Sem confirmação de encerramento de operação Uiara, garimpeiros se rearticulam para voltar a operar no Rio Madeira

Prefeito de Borba (AM), Simão Peixoto (PP), juntou centenas de garimpeiros em comício com foguetório para anunciar “fim da operação”
Balsas de garimpo incendiadas na Operação Uiara da Policia Federal, no Rio Madeira

Continua depois da publicidade

Brasília – O governo federal não admite que encerrou a Operação Uiara, coordenada pelo Ministério da Justiça e executada pela Polícia Federal e o Ibama, com o apoio da Força Nacional e das Forças Armadas, para o combate ao garimpo ilegal de ouro no Rio Madeira (AM). Mas, o prefeito do município de Borba (AM), Simão Peixoto (PP), garantiu que a operação foi suspensa por “ordem de Brasília” e os garimpeiros já começam a se articular para reconstruir as dragas sobre balsas.

Peixoto discursou para centenas de garimpeiros no Centro da cidade. “Quero dizer que a partir de hoje [segunda-feira, 29] a operação foi cancelada. Consegui falar com a assessoria do ministro da Justiça. Estou indo amanhã [hoje] para Brasília”, garantiu o prefeito a um grupo de cem garimpeiros na estrutura improvisada as pressas para o comício.

O prefeito deixou claro que, por enquanto, está proibido retirar o ouro do rio e que mantém contato permanente com deputados e senadores da bancada do Amazonas, que são em sua maioria favoráveis à legalização do garimpo no Rio Madeira.

O prefeito recomendou: “Enquanto não for decidido… As balsas de vocês não serão mais queimadas. As balsas que estão no fundo, procure tirar e montar novamente, mas vocês estão impedidos por enquanto ainda de extrair o ouro”, alertou , referindo-se às embarcações que foram afundadas pelos próprios garimpeiros para que não fossem incendiadas e eles pudessem recuperá-las depois.

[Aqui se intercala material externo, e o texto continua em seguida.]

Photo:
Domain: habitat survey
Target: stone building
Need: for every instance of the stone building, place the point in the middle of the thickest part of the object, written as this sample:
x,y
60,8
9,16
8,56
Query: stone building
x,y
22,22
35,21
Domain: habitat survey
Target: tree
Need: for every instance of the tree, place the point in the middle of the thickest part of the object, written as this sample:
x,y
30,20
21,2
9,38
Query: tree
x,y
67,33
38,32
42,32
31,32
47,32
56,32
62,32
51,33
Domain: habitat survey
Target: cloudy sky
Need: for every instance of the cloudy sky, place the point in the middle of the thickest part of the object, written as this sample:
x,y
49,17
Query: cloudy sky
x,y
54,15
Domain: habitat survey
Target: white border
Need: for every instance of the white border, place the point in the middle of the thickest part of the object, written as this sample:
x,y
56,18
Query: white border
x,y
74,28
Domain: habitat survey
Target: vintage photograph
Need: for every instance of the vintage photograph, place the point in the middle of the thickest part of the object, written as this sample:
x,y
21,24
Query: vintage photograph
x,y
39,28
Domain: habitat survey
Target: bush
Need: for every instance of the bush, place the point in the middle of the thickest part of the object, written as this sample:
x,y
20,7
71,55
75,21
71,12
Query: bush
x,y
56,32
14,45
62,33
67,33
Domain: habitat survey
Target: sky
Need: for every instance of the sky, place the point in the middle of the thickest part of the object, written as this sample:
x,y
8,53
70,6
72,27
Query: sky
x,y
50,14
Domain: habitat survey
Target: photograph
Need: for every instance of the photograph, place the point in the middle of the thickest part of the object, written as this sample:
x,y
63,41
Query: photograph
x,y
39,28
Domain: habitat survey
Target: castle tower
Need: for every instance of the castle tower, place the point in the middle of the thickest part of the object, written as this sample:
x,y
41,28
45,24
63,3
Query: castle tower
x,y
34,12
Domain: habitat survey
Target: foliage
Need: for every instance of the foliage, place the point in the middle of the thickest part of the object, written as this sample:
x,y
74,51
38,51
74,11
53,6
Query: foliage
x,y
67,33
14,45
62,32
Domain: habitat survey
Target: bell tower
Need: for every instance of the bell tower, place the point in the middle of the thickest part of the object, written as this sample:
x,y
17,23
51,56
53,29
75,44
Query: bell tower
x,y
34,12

Imagem aérea do “arrastão de balsas” garimpando ouro no Rio Madeira chocou o mundo e arranhou ainda mais a imagem do país no exterior

O saldo até agora foi a apreensão e destruição com fogo de 131 balsas de garimpo de um total que supera 300 e três garimpeiros presos, dentre milhares que se espalharam tão logo a operação foi anunciada no rádio e na televisão. Algumas balsas foram afundadas pelos próprios garimpeiros para depois serem recuperadas. Entre a cruz e a espada, o governo está numa situação que pode colocar em xeque — ainda mais — as promessas de proteção ao meio ambiente e a Amazônia firmadas na CPO-26. A imagem do “arrastão de balsas” num dos braços do rio Madeira, chocaram o mundo.

Os garimpeiros fizeram festa com o anúncio do fim da operação na praça de Santo Antônio — Borba é conhecida como a “Aparecida do Amazonas” devido à peregrinação à cidade na data de Santo Antônio. Eles soltaram fogos de artifício, desfilaram com cartazes que diziam que “garimpeiro também é cidadão” e agradeceram ao padroeiro do município.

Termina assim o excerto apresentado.